From the Departments of Psychiatry, Community Health and Epidemiology (Kisely) and the Population Health Research Unit (Smith, Cox), Dalhousie University, and the Health Outcomes Unit (Campbell), Capital District Health Authority, Halifax, NS; the Centre for Developmental Health (Lawrence), Curtin University of Technology, Perth, Australia; and the Institute for Clinical Evaluative Sciences (Maaten), Toronto, Ont.

Correspondence to: Dr. Stephen Kisely, Centre for Clinical Research, 5790 University Ave., Rm. 425, Halifax, NS B3H 1V7; fax 902 494-1597; stephen.kisely{at}cdha.nshealth.ca

Background: Although universal health care aims for equity in service delivery, socioeconomic status still affects death rates from ischemic heart disease and stroke as well as access to revascularization procedures. We investigated whether psychiatric status is associated with a similar pattern of increased mortality but reduced access to procedures.
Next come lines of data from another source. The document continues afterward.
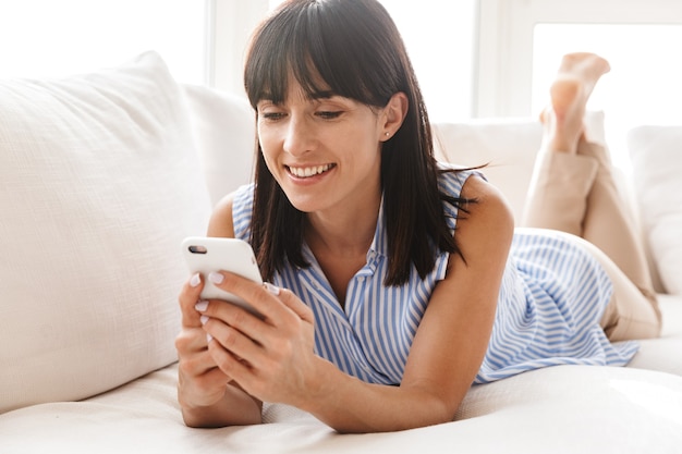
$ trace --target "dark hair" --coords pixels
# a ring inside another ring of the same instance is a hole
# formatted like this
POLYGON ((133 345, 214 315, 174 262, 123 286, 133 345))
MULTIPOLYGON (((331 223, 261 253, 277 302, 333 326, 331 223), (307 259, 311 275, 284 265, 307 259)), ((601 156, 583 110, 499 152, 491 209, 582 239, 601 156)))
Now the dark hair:
MULTIPOLYGON (((399 91, 409 99, 402 126, 381 151, 389 250, 385 284, 404 283, 412 265, 424 278, 434 268, 436 247, 461 255, 442 201, 462 209, 466 200, 439 192, 426 107, 386 9, 375 0, 284 2, 256 29, 246 58, 244 84, 254 109, 263 99, 283 102, 289 74, 310 97, 331 90, 369 107, 385 107, 399 91)), ((251 243, 264 278, 271 279, 284 260, 309 266, 302 255, 305 213, 289 203, 259 146, 255 183, 251 243)))

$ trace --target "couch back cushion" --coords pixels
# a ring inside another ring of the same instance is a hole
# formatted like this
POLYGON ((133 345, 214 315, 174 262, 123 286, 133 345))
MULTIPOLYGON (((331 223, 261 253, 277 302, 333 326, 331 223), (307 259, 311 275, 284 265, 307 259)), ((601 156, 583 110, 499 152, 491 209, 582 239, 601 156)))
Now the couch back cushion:
POLYGON ((628 134, 644 234, 663 290, 682 294, 682 126, 638 126, 628 134))
POLYGON ((210 210, 186 110, 153 52, 0 81, 0 413, 176 359, 180 244, 210 210))

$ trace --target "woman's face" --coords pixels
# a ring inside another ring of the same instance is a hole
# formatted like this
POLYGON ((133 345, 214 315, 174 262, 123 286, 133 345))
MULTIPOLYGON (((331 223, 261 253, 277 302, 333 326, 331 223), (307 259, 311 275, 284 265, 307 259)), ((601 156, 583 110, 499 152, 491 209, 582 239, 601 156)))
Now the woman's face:
POLYGON ((299 210, 340 213, 380 199, 382 109, 309 99, 292 83, 284 102, 264 99, 257 111, 265 161, 299 210))

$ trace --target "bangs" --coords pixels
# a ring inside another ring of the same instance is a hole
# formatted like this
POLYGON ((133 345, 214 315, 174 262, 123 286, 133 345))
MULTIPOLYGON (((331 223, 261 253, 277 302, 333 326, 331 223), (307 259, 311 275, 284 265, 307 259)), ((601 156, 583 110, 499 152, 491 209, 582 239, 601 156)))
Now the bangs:
POLYGON ((372 28, 349 17, 348 5, 334 9, 333 3, 287 3, 277 21, 263 24, 244 70, 246 94, 254 108, 263 99, 282 103, 291 77, 312 99, 337 95, 382 107, 398 90, 390 77, 379 74, 387 65, 372 51, 377 46, 367 42, 367 36, 374 35, 372 28))

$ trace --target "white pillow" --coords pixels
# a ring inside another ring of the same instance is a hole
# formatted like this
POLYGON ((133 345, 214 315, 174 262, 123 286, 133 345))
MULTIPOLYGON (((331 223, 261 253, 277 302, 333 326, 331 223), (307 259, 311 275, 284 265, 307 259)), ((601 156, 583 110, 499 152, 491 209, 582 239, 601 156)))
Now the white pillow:
POLYGON ((256 118, 246 97, 185 85, 211 203, 253 181, 256 118))
POLYGON ((628 134, 642 223, 665 290, 682 294, 682 126, 628 134))
POLYGON ((159 56, 0 81, 0 413, 174 361, 180 243, 210 205, 159 56))

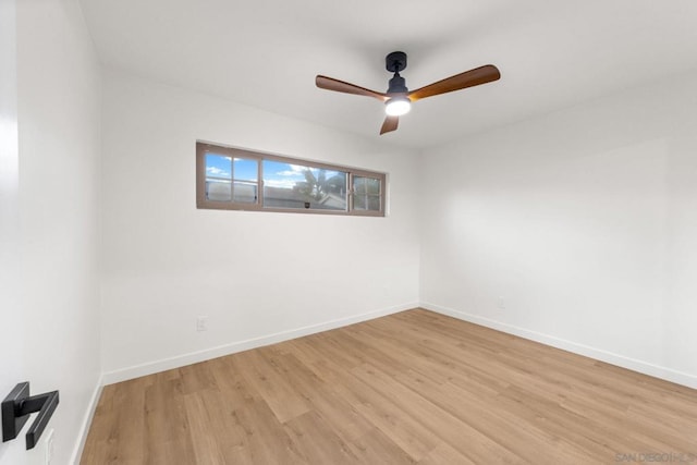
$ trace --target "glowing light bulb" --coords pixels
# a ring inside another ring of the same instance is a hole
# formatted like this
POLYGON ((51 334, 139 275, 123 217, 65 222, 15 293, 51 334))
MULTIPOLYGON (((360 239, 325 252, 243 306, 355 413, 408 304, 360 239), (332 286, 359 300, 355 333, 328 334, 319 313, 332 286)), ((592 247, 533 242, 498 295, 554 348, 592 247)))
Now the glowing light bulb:
POLYGON ((412 109, 412 102, 406 97, 392 97, 384 105, 384 112, 390 117, 401 117, 412 109))

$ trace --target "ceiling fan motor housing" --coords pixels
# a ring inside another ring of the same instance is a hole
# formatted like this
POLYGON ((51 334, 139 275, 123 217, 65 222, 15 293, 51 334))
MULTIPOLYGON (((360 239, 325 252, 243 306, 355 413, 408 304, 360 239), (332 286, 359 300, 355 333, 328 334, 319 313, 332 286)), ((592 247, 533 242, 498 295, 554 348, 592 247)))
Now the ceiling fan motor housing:
POLYGON ((384 68, 387 68, 390 73, 404 71, 406 68, 406 53, 403 51, 393 51, 388 54, 384 57, 384 68))
POLYGON ((384 57, 384 68, 390 73, 394 73, 394 76, 390 79, 388 87, 388 94, 406 94, 406 82, 404 77, 400 76, 400 71, 406 68, 406 53, 403 51, 393 51, 384 57))

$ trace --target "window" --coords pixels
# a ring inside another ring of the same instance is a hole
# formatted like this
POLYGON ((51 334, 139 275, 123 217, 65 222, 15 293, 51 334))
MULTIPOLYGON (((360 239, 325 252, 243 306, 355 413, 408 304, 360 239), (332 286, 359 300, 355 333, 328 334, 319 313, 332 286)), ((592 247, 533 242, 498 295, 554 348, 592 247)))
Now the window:
POLYGON ((196 207, 384 217, 386 174, 196 143, 196 207))

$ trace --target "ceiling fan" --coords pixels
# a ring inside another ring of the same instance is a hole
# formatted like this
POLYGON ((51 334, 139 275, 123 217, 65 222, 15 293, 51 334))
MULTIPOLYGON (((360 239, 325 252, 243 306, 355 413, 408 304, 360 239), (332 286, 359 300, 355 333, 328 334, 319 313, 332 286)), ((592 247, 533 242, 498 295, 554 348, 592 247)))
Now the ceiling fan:
POLYGON ((315 77, 315 85, 327 90, 362 95, 383 101, 387 118, 384 119, 384 123, 382 123, 380 134, 384 134, 396 130, 400 123, 400 117, 407 113, 412 107, 412 102, 416 100, 487 84, 501 77, 501 73, 497 66, 487 64, 409 91, 409 89, 406 88, 404 77, 400 76, 400 71, 404 71, 406 68, 406 53, 403 51, 393 51, 384 58, 384 63, 387 70, 390 73, 394 73, 394 76, 390 79, 387 93, 370 90, 351 83, 322 76, 321 74, 315 77))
We measured the associations between mental illness, death, hospital admissions and specialized or revascularization procedures for circulatory disease (including ischemic heart disease and stroke) for all patients in contact with psychiatric services and primary care across Nova Scotia.
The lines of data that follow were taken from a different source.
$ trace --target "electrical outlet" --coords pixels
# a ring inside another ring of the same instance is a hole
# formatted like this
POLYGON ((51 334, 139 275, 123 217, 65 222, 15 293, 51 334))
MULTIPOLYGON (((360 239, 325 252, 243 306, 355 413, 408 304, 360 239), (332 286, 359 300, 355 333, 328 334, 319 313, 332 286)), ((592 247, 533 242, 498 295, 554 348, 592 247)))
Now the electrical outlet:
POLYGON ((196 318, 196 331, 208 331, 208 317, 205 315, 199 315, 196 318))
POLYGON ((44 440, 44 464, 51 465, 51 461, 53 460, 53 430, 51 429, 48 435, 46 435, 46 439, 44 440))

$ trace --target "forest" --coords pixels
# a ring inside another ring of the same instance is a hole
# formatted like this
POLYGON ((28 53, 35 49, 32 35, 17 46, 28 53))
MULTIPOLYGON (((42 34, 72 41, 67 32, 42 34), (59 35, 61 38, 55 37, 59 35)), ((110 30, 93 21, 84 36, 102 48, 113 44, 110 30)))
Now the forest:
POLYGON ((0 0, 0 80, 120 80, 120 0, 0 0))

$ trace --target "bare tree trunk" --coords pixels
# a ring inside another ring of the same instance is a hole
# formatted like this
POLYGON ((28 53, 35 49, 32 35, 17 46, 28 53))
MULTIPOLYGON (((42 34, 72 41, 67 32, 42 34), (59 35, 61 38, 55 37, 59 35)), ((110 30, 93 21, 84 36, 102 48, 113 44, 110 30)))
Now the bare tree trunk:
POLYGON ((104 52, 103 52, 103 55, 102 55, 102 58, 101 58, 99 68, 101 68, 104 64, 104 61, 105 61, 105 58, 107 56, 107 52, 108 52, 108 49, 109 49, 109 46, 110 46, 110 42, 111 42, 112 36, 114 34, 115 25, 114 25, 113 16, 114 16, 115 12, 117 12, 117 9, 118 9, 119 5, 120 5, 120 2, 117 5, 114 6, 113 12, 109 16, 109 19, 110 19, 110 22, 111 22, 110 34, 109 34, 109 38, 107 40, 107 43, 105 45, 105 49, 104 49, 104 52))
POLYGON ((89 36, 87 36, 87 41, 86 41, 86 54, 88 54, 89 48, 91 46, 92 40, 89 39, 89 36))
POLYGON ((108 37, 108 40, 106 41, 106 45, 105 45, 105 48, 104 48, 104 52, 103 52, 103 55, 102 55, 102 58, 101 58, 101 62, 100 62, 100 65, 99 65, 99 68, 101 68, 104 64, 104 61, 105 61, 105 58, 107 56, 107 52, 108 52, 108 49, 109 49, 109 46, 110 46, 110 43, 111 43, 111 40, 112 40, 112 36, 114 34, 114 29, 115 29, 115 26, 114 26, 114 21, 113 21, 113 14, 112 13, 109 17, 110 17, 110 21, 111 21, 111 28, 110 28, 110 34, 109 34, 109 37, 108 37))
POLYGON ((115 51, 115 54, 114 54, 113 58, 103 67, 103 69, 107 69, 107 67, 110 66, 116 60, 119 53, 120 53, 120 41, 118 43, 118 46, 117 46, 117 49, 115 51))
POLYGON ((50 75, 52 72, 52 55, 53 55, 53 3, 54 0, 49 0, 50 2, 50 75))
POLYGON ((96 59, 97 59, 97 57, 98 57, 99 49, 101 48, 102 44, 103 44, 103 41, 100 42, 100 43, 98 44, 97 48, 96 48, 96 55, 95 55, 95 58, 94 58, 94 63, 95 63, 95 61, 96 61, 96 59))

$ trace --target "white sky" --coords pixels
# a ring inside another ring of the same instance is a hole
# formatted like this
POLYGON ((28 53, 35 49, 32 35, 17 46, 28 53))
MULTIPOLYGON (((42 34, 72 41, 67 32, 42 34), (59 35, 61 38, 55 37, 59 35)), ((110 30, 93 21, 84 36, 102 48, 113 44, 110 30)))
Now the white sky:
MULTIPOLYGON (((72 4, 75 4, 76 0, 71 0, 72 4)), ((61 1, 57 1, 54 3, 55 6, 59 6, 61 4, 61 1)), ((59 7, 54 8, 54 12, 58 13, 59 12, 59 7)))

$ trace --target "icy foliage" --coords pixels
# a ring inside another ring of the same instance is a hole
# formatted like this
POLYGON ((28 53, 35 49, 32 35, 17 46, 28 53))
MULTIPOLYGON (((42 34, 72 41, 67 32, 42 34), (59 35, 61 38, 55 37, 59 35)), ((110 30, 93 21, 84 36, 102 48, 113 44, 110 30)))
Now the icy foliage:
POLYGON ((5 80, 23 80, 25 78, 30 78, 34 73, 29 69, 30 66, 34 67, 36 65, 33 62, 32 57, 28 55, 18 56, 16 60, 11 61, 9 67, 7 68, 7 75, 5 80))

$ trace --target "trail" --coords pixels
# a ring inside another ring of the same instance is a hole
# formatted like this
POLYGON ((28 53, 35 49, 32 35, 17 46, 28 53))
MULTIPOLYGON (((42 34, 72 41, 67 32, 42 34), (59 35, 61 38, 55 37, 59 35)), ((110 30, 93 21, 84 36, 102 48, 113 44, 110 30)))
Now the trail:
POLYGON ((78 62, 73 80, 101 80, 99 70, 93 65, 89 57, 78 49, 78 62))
Methods: We carried out a population-based record-linkage analysis of related data from 1995 through 2001 using an inception cohort to calculate rate ratios compared with the general public for each outcome (n = 215 889). Data came from Nova Scotia's Mental Health Outpatient Information System, physician billings, hospital discharge abstracts and vital statistics. We estimated patients' income levels from the median incomes of their residential neighbourhoods, as determined in Canada's 1996 census.

Results: The rate ratio for death of psychiatric patients was significantly increased (1.34), even after adjusting for potential confounders, including income and comorbidity (95% confidence interval [CI] 1.29–1.40), which was reflected in the adjusted rate ratio for first admissions (1.70, 95% CI 1.67–1.72). Their chances of receiving a procedure, however, did not match this increased risk. In some cases, psychiatric patients were significantly less likely to undergo specialized or revascularization procedures, especially those who had ever been psychiatric inpatients. In the latter case, adjusted rate ratios for cardiac catheterization, percutaneous transluminal coronary angioplasty and coronary artery bypass grafts were 0.41, 0.22 and 0.34, respectively, in spite of psychiatric inpatients' increased risk of death.

Conclusions: Psychiatric status affects survival with and access to some procedures for circulatory disease, even in a universal health care system that is free at the point of delivery. Understanding how these disparities come about and how to reduce them should be a priority for future research.